Streete: During my stint at Morimoto Napa, there were quite a few ingredients that not only did I not know how to pronounce, but didn’t understand how to use. This is the point in my career when I began to understand the true significance in tasting food at all stages of the cooking process. This led to understanding the similarities and nuances found in the foods found in various cultures. This allowed me to grow as a Chef, and to understand and approach various ingredients minus having such a daunting approach.
DD: Name one person(dead or alive) you’d like to cook for.
Streete: I would like to have cooked for one of my granny’s whom has passed. I would love to see the expression on her face when eating my food. As much time as I’ve spent in the kitchen with my Mom; I’ve spent equally as much time in the kitchen with my Granny (My mom’s mother a.k.a. “Ma Boldon”). West Indians are pretty critical when it comes to the preparation of our food, so I wonder if I would have passed the ‘Granny Test’. All I know is that I was the favorite grandchild, and maybe that would have won me some taste points.

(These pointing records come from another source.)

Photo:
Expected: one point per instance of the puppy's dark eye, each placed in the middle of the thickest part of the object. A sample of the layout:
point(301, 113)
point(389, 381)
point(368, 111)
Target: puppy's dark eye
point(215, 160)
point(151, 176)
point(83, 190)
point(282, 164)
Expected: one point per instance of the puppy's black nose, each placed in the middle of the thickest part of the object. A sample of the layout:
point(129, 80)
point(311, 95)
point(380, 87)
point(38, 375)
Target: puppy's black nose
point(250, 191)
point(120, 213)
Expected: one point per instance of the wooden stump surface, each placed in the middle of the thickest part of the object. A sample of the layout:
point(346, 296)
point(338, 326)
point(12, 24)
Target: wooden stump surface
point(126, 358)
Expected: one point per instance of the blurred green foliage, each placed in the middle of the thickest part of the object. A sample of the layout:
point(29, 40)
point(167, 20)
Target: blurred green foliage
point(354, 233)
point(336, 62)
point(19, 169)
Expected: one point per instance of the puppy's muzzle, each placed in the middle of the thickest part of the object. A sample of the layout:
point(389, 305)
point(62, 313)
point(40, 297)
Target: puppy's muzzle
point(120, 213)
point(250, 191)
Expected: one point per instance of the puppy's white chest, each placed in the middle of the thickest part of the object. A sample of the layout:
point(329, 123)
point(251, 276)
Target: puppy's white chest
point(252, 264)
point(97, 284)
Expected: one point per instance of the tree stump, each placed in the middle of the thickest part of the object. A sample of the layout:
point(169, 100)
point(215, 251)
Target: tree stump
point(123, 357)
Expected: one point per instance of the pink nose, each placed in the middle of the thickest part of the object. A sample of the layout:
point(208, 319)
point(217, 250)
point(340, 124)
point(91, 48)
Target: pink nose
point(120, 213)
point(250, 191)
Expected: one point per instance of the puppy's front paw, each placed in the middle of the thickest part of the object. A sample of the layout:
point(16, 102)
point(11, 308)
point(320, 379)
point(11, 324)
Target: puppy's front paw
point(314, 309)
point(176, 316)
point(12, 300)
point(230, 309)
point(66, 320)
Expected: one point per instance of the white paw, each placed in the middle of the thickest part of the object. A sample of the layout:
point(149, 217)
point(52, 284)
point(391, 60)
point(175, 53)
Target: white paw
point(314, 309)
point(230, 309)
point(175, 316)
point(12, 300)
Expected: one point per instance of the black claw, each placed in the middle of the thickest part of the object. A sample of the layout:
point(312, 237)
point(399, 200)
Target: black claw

DD: What’s the last thing you cooked for yourself?
Streete: The last thing that I cooked for myself was… …this is hard to answer being as I don’t really cook at home. I’m thinking that it may have been lamb chops. Curry goat, being one of my favorite foods of all time isn’t as readily available in the bay area as lamb is, so I tend to prepare it whenever I can get my hands on it.
DD: What do you think is going to be the next big thing in the food world?
Streete: This is something that I and a Filipino Chef/friend of mine have had many conversations about over the past five years or so. I feel that the not only I, but the food world has been cheering on the Filipino food movement to be the next big thing as far as ‘food culture’ goes. However, I feel that the Filipino culture has suffered an identity crisis that of which reflects in the food. Filipino food is a mixture of African, Indian, Japanese, Chinese and Spanish cultures, none of which I feel that the Filipino culture today associates with, hence the disconnect in how the food is being received by the general public. I feel that once the culture embraces their roots, everything will then come full circle, and only then will their food be placed into the spotlight. On a lighter note, I feel that 3-D Imaging will be worked into food production; lessening the need for additional cooks in the workplace.